A teodicéia espírita extrapolou e ampliou a tipologia weberiana (2000) complementada por Berger (1985). Segundo a nossa compreensão, percebemos elementos da teodicéia da promessa de compensação num ‘além’, mas os espíritas dirão que isso dependerá do livre-arbítrio das pessoas, do processo de evolução e de amadurecimento espiritual, pois, para o espiritismo, o que a pessoa é em vida enquanto encarnada, será quando morrer (desencarnar), já que as pessoas não mudam suas atitudes, seus pensamentos, suas práticas e convicções só porque morreram. Estaremos no ‘além’ de acordo com as leis de ação e reação e de causa e efeito, podendo, em razão disso, a pessoa estar em moradas felizes ou não. No espiritismo, há elementos da doutrina do Karma, mas, para os espíritas, a pessoa pode e deve mudar as situações que, porventura, sejam karmicas, ela não deve se sucumbir, acomodar e ficar apática porque "é culpa do destino", "Deus quis assim", e "um Karma, nada vai dar jeito". O espiritismo acredita que, com o cultivo de bons pensamentos, com a prática da caridade, da oração, da reforma íntima, pagando o mal com o bem e com uma fé racionalizada, nós seremos assistidos pelos bons espíritos, que nos fornecerão forças e ajuda para superar os problemas, as dificuldades e ter a compreensão do que está ocorrendo. E evidenciamos, também, elementos do dualismo, a guerra e o duelo entre o bem e o mal. Para o espiritismo o mal existe, mas o bem é latente em todas as criaturas de Deus. Assim, para os espíritas, o demônio ou o diabo são espíritos como nós, mas que fizeram escolhas que os levaram a estar nesse grau de imperfeição, e dependerá deles arrependerem-se e fazerem outras escolhas e, com certeza, um dia serão espíritos de luz. Finalizando, teríamos outros elementos para continuar justificando que a teodicéia espírita extrapola e amplia a tipologia weberiana complementada por Berger, porém, acreditamos que os elementos aqui trazidos são suficientes para apoiarem essa afirmação.

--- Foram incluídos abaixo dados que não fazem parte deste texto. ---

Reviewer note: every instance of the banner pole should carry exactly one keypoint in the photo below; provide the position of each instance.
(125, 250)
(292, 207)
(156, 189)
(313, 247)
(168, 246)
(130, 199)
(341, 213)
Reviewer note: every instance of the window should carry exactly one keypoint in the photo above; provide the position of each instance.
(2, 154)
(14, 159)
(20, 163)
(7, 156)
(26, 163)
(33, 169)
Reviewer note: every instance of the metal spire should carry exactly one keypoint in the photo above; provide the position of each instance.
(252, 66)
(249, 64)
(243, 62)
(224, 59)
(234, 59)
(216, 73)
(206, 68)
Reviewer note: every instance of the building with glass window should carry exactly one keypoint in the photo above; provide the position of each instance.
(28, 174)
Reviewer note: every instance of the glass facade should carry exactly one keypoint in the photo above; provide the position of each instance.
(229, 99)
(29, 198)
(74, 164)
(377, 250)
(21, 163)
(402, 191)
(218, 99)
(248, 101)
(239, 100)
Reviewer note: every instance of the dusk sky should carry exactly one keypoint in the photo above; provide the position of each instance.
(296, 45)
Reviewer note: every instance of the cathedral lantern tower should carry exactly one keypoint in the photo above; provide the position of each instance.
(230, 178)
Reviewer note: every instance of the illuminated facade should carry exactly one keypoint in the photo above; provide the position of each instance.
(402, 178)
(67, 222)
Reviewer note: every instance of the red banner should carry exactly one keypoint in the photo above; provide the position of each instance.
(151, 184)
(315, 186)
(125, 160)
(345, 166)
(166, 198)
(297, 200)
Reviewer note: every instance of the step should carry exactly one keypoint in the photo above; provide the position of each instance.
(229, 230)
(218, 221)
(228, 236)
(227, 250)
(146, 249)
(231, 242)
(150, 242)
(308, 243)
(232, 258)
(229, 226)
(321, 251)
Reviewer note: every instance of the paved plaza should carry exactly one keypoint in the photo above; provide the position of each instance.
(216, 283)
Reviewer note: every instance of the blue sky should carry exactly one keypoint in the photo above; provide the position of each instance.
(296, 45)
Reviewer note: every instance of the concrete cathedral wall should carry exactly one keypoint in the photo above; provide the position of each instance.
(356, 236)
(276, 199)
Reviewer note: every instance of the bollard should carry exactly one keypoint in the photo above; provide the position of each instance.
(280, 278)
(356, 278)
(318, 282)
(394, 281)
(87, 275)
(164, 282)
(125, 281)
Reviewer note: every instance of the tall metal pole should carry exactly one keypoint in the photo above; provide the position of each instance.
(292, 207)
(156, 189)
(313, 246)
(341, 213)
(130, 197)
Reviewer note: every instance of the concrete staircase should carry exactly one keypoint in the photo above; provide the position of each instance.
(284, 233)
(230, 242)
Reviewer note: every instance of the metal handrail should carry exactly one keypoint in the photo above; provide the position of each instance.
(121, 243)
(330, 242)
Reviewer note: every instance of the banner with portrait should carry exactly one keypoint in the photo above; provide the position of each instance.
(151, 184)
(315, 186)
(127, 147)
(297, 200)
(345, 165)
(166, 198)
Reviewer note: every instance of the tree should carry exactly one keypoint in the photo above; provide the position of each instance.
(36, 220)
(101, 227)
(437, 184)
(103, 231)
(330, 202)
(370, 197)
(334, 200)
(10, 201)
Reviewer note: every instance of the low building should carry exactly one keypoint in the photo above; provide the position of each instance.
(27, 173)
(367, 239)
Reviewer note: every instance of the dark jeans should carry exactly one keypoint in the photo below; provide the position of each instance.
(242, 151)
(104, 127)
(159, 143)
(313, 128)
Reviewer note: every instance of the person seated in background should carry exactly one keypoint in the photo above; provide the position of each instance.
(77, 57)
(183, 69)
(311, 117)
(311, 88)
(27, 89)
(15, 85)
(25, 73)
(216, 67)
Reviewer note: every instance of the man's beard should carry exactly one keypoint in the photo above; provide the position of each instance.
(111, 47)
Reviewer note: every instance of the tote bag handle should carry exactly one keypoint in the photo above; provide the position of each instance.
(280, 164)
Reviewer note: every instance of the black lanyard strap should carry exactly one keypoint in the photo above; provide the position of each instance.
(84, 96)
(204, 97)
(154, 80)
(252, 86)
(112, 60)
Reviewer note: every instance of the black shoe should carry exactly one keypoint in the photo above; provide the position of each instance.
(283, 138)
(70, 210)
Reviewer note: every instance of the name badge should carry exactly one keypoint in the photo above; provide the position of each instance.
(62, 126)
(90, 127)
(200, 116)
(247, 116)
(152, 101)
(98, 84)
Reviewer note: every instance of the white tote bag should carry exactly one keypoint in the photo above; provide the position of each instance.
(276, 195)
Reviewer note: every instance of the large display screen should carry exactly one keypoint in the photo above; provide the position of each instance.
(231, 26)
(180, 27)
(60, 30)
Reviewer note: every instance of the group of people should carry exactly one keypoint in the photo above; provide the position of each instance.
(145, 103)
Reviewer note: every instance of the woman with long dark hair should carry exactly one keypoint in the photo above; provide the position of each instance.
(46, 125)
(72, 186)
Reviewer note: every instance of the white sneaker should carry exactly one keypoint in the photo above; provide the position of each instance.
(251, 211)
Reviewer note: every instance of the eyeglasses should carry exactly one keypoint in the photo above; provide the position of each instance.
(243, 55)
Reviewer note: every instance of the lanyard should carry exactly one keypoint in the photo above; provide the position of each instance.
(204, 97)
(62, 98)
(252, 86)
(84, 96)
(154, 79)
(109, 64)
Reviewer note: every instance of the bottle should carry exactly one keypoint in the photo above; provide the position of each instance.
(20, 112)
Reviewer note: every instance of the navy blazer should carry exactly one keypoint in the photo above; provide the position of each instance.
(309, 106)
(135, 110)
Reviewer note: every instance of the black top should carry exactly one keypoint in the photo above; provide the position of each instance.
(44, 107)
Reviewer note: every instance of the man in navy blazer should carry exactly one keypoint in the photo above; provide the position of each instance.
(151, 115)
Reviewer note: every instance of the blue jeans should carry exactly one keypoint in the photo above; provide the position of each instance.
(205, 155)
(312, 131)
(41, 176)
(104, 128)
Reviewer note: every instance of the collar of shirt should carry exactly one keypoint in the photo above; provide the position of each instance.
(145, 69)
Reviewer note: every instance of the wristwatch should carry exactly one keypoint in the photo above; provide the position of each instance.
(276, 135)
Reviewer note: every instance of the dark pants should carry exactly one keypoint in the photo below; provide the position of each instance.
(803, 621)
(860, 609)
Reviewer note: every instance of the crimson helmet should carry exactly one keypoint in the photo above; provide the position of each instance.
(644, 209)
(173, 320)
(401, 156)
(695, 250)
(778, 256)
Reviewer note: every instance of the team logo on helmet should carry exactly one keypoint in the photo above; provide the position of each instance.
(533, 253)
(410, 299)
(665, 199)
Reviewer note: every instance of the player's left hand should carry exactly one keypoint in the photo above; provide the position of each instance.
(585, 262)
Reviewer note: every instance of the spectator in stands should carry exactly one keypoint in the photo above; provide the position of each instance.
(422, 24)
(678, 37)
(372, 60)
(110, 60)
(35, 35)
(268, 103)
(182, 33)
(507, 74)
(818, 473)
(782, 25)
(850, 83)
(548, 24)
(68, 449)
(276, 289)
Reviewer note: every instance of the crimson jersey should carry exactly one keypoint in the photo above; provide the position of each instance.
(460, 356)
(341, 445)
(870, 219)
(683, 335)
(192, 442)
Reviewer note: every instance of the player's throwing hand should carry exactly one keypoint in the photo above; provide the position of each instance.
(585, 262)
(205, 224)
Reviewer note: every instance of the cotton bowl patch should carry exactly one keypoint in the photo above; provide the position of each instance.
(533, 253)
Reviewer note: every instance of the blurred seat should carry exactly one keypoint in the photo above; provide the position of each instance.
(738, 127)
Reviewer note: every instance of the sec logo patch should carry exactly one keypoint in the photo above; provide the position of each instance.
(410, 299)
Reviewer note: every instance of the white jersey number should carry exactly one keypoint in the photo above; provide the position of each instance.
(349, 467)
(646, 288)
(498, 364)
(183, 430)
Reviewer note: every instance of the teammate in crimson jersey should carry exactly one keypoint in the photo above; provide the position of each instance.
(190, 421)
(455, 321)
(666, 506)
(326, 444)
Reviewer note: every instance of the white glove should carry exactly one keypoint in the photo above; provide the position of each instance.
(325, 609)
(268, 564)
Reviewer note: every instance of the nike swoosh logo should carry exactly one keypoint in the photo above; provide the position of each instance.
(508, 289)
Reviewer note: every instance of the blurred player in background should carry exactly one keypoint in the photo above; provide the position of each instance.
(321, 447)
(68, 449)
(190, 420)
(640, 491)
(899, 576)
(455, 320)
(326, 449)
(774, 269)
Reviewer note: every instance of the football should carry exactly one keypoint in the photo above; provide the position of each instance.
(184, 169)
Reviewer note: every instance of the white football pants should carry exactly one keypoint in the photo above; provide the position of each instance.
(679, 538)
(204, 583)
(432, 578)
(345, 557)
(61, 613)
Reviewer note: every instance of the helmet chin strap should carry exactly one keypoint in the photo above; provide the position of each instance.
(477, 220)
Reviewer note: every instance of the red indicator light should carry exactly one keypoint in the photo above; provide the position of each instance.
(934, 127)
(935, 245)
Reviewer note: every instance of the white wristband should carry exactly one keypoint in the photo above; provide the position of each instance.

Será que o motivo de as entrevistadas de Goiânia buscarem a terapêutica espírita é o mesmo de trabalhadoras na educação de outros municípios de Goiás, do Centro-Oeste e das outras regiões brasileiras? Como está a saúde mental das trabalhadoras em educação de outros municípios de Goiás, do Centro-Oeste e das outras regiões brasileiras?